How do lesbians' and gay women experience anorexia and bulimia?
(Medical Xpress) -- A psychology PhD student at UWE Bristol (University of the West of England) is researching lesbians' experiences of anorexia and bulimia and how these experiences may be similar to and different from those of heterosexual women.
The research involves in-depth interviews with self-identified lesbian women who are experiencing anorexia and/or bulimia.
Researcher Rebecca Jones said, This new research will build on the pilot study I did at UWE Bristol as an undergraduate, which has just been published by the online journal Psychology and Sexuality.
My motivations stem from having past experience of an eating disorder and self-identifying as a lesbian. When I started University I became interested in lesbians' eating disordered experiences from a research perspective which prompted me to explore the literature further in my undergraduate research project.
According to Rebecca, there is now a considerable body of research exploring how our culture's norms and ideas about gender impact upon girls' and women's experiences of anorexia and bulimia and heterosexual girls' and women's experiences of anorexia and bulimia.
However, she says, much less is known about lesbian experiences of anorexia and bulimia. The article I have just published explores some of the similarities and differences between lesbian and heterosexual women's experiences of anorexia and/or bulimia. Analysing interviews with a small number of self-identified lesbian women with a history of anorexia and/or bulimia indicates that many of the ways in which these women described their eating disorders were similar to those identified in research with girls and women assumed to be heterosexual such as a search for identity, an exertion of self-control, and a pursuit of feminine beauty.

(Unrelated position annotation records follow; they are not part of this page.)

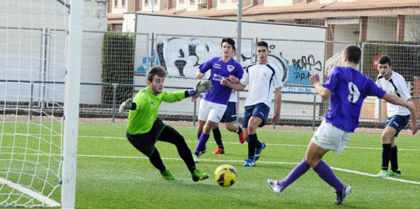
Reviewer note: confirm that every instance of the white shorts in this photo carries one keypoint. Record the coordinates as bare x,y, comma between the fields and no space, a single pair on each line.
211,111
329,137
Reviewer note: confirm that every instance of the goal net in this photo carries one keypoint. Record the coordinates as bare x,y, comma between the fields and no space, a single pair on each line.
33,64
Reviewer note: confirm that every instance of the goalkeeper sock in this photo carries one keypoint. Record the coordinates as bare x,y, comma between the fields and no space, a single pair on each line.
201,143
156,160
218,137
394,158
326,174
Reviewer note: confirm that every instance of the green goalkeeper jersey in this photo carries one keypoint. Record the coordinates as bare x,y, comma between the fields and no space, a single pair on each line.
141,119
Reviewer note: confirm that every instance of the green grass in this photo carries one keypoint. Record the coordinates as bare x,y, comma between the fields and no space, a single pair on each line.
113,174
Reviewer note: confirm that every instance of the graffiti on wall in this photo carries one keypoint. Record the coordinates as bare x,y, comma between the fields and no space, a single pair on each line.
181,56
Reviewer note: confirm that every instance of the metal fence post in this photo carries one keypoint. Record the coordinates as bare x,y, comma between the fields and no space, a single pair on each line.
313,114
195,112
114,100
31,98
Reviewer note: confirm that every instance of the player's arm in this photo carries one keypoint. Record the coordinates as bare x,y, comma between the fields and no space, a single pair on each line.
409,105
325,93
234,86
200,87
276,117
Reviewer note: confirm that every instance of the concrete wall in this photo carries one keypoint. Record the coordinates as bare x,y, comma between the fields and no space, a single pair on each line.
382,28
412,28
278,3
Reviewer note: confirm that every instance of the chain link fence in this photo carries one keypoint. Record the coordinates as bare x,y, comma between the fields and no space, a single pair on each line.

But participants' actual or emerging lesbian identities were also shown to be integral to their accounts of developing, living with and recovering from anorexia and/or bulimia. In some cases they interpreted their anorexic/bulimic experiences as a response to stress about, or a way of avoiding their sexuality; as a space where they struggled with feelings about the possibility of being lesbian, or could 'find themselves'. Others talked about how social and romantic/sexual connectedness facilitated by coming out was integral to their recovery.

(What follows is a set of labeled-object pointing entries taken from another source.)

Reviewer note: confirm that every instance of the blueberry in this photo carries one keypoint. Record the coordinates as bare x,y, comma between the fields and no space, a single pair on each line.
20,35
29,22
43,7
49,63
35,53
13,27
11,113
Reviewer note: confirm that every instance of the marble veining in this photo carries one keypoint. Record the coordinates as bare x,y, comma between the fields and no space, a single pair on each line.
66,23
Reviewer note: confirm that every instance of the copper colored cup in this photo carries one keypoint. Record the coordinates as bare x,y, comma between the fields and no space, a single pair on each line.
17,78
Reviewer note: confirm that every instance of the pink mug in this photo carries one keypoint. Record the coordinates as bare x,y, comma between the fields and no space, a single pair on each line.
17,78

Our analysis suggests that the processes of coming to recognise oneself as a lesbian and of coming out to others in a predominantly heterosexual society may have a profound impact upon how lesbians experience anorexia and bulimia.
The new research project has been set up to better understand lesbian perspectives on eating disorders. Rebecca hopes that her research will make health care professionals aware of differences due to sexual orientation when treating women with eating disorders. The research team is looking for between 15 and 20 women to take part in the study.